– Ничего, я потом съем яблоко, – сказал я. Я смешал фасоль с яйцом, откусил хлеба и съел ложку этой каши, она мне показалась очень вкусной.

– Ты бы хоть налил немножко томатного соку, – сказал отец.

– У меня нет, – сказал я.

Ел я слишком торопливо, и те неизбежные звуки, какие производят при еде, явно раздражали отца. Он старался подавить отвращение, но это ему не удавалось, и в конце концов я вышел на кухню, доел, стоя у холодильника, свою кашу и, пока ел, смотрел в зеркало, висящее над холодильником. В последние недели я запустил даже самую важную тренировку – тренировку мышц лица. Клоуну, который достигает главного эффекта тем, что его лицо абсолютно неподвижно, нужно обладать необыкновенно подвижным лицом. Раньше, до того как начать тренировку, я показывал язык своему отражению, чтобы стать самому себе как можно ближе, прежде чем начать от себя отчуждаться. Потом я это бросил и просто, без всяких трюков, смотрел на свое лицо, иногда по полчаса и дольше, пока я наконец не переставал существовать; а так как я вовсе не склонен к самолюбованию, то мне иногда казалось, будто я начинаю сходить с ума. Я просто забывал, что это я, что это мое лицо в зеркале, и, окончив тренировку, поворачивал зеркало к стене; а потом, если среди дня мне случалось увидеть себя в зеркале, я пугался: в моей ванной или в уборной на меня смотрел чужой человек, человек, о котором я не знал, смешной он или серьезный, какое-то длинноносое, бледное привидение, – и я стремглав бросался к Мари, чтобы увидеть себя в ее глазах. С тех пор как ее нет, я уже не могу работать над своей мимикой: боюсь сойти с ума. Тогда, после тренировок, я подходил к Мари как можно ближе, пока не видел себя в ее зрачках: крошечным, немножко искаженным, но все же узнаваемым. Это был я, хоть и тот же самый, кого я пугался в зеркале. Как объяснить Цонереру, что без Мари я совсем не могу тренироваться перед зеркалом? Смотреть сейчас в зеркало, как я ем, было не страшно, просто грустно. Я мог сосредоточить взгляд на ложке, видеть, что ем фасоль, со следами белка и желтка на тарелке, смотреть на ломоть хлеба, который все уменьшался. Зеркало показывало мне трогательно-реальные вещи: пустую тарелку, кусок хлеба, который становился все меньше и меньше, слегка запачканные губы – я их вытер рукавом. Но тренироваться я не мог. Не было никого, кто мог бы вернуть меня оттуда, из зеркала.

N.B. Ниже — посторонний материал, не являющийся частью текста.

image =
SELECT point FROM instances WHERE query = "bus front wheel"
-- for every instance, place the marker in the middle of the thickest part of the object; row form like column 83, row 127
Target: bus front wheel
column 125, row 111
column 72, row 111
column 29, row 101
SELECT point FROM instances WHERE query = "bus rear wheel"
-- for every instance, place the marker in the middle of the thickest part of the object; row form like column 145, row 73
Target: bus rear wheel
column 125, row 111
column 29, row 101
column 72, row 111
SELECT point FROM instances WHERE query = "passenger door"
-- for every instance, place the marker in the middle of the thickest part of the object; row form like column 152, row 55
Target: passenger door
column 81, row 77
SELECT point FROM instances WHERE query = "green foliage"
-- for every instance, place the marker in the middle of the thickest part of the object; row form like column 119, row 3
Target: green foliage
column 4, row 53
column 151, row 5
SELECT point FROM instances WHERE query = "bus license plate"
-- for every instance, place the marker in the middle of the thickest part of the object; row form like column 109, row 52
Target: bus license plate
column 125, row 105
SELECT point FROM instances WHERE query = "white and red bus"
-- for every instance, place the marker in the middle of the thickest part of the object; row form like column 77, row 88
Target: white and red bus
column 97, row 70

Я медленно вошел в столовую.

– Слишком быстро, – сказал отец. – Ты ешь слишком быстро. Сядь наконец. Ты ничего не пьешь?

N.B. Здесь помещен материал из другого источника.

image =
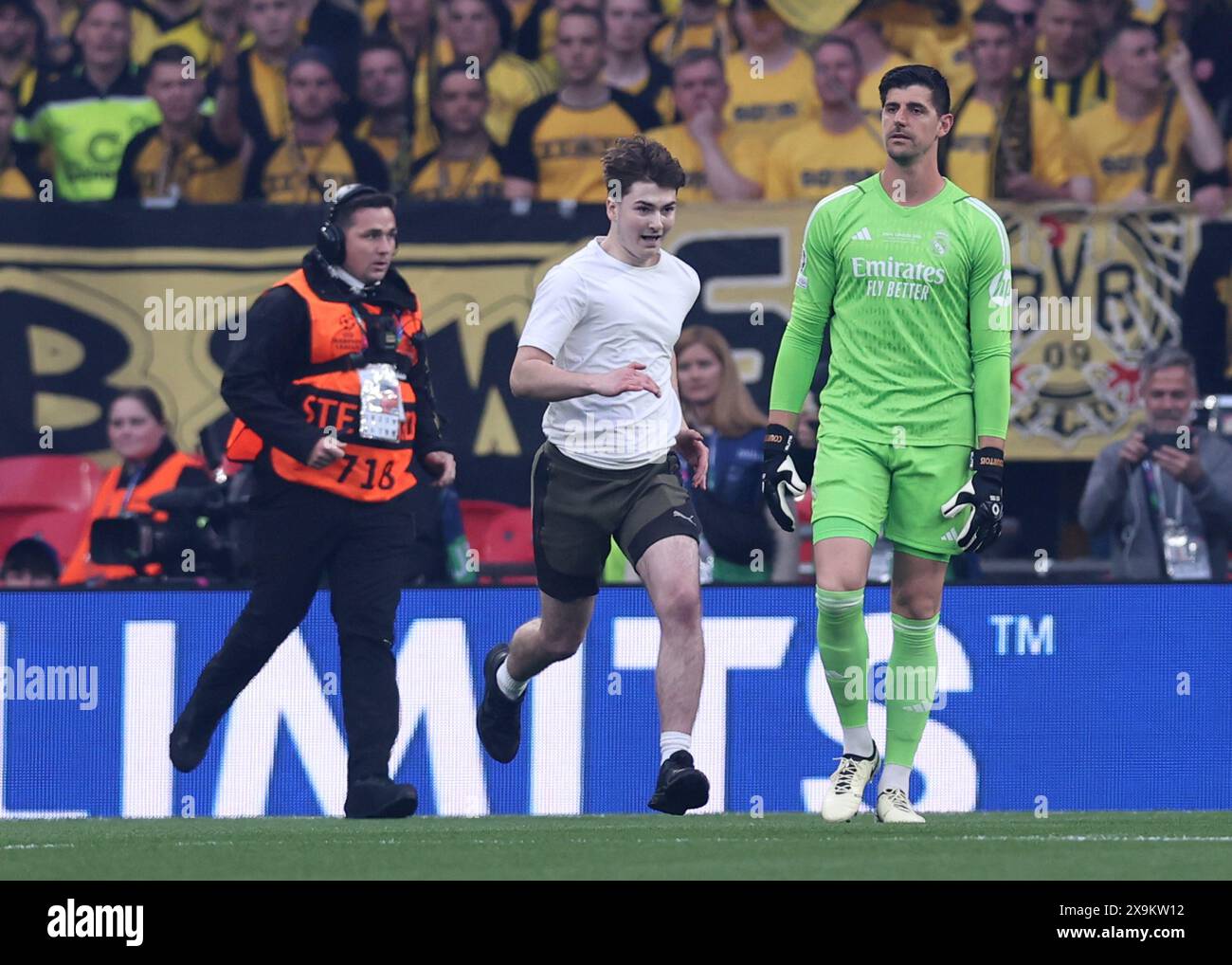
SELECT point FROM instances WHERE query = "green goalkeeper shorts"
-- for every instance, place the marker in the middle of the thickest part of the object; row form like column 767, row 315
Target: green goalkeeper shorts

– Нет, – сказал я, – хотел было выпить кофе, да не удалось.

– Хочешь сварю? – спросил он.

– А ты умеешь? – спросил я.

– Говорят, что я отлично варю кофе, – сказал он.

– Да нет, не стоит, – сказал я, – выпью минеральной воды, вообще это не важно.

– Но мне это доставит удовольствие, – сказал он.

– Не надо, – сказал я, – спасибо. В кухне творится черт знает что, огромная лужа кофе, пустые консервные банки, на полу яичная скорлупа.

– Что ж, – сказал он, – как хочешь.

Видно было, что он как-то чересчур обиделся. Он налил мне минеральной воды, подал свой портсигар, я взял сигарету, он зажег спичку, и мы закурили. Мне было его жалко. Должно быть, я совсем сбил его с толку, когда принес тарелку с фасолью. Наверно, он рассчитывал увидеть у меня то, что он представляет себе под словом «богема», – изысканный беспорядок со всякими модернистскими штучками на потолке и на стенах. Но мое жилье обставлено без всякого стиля, случайными вещами, почти что по-мещански, и я заметил, что на отца это действует удручающе. Сервант мы купили по каталогу, на стенах висели одни репродукции, среди них только две беспредметные, хороши были две акварели Моники Сильвс над комодом: «Рейнский пейзаж III» и «Рейнский пейзаж IV», в темно-серых тонах, с чуть заметными белесыми проблесками. Две-три красивые вещи, которые у нас есть, – кресла, вазы, чайный столик на колесиках – купила Мари. Мой отец из тех людей, которым нужна соответствующая атмосфера, и атмосфера нашей квартирки его нервировала, отнимала дар речи.